Carnarvon, with a moderate, tropical climate and an abundance of ground water is the perfect location for growing tropical fruits. Carnarvon Banana Plantations have been growing the fruit commercially along the Gascoyne River, since the 1940's. Grown on flat surfaces in extremely fertile soil the Carnarvon bananas are the main fruit grown for shipment to Perth and form the basis for Carnarvon's thriving agricultural industry.
The Carnarvon Banana Plantations produce nearly 80% of all bananas consumed in Western Australia. The plantations use a sprinkler system for irrigation from water extracted from the underground aquifers in the Gascoyne River. There are over 70 banana plantations in Carnarvon, covering 350 hectares and producing 4,194 tonnes of bananas annually.

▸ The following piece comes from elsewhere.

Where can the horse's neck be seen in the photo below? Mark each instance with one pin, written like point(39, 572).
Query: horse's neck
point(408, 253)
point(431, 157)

It is hard work on the plantations, with many of the workers still cutting the bunches of bananas by hand, using rather sharp machetes. Each bunch weighs about 50kg.
The banana industry in Carnarvon can be attributed to a man named Jack Buzolic. Mr Buzolic having written an article about the potential for banana crops in the area, planted the first banana suckers in 1928 and by 1930 he had his first saleable crop.
Carnarvon, with a moderate, tropical climate and an abundance of ground water is the perfect location for growing mangoes and it is the second most important fruit, behind bananas, to be grown commercially in Carnarvon. The Carnarvon mango plantations use a sprinkler system for irrigation from water extracted from the underground aquifers in the Gascoyne River.
The most commonly grown mango in Carnarvon is Kensington Pride accounting for nearly 90% of all crops. The harvest season for mangoes in Carnarvon is between late December and early February and each season produces on average 1300 tonnes. Other production regions in Western Australia are in Gin Gin and Kununurra. Australia produces an estimated 62,300 tonnes of mangoes which includes 48,700 tonnes of fresh produce and 13,600 of processed.
The largest producers of mangoes is India with an estimated production of 24 million tonnes, accounting for between 50-60% of the annual world production. Other leading countries are China (3 million tonnes), Thailand (1.7 million tonnes), Mexico (1.5 million tonnes) and Pakistan (1 million tonnes).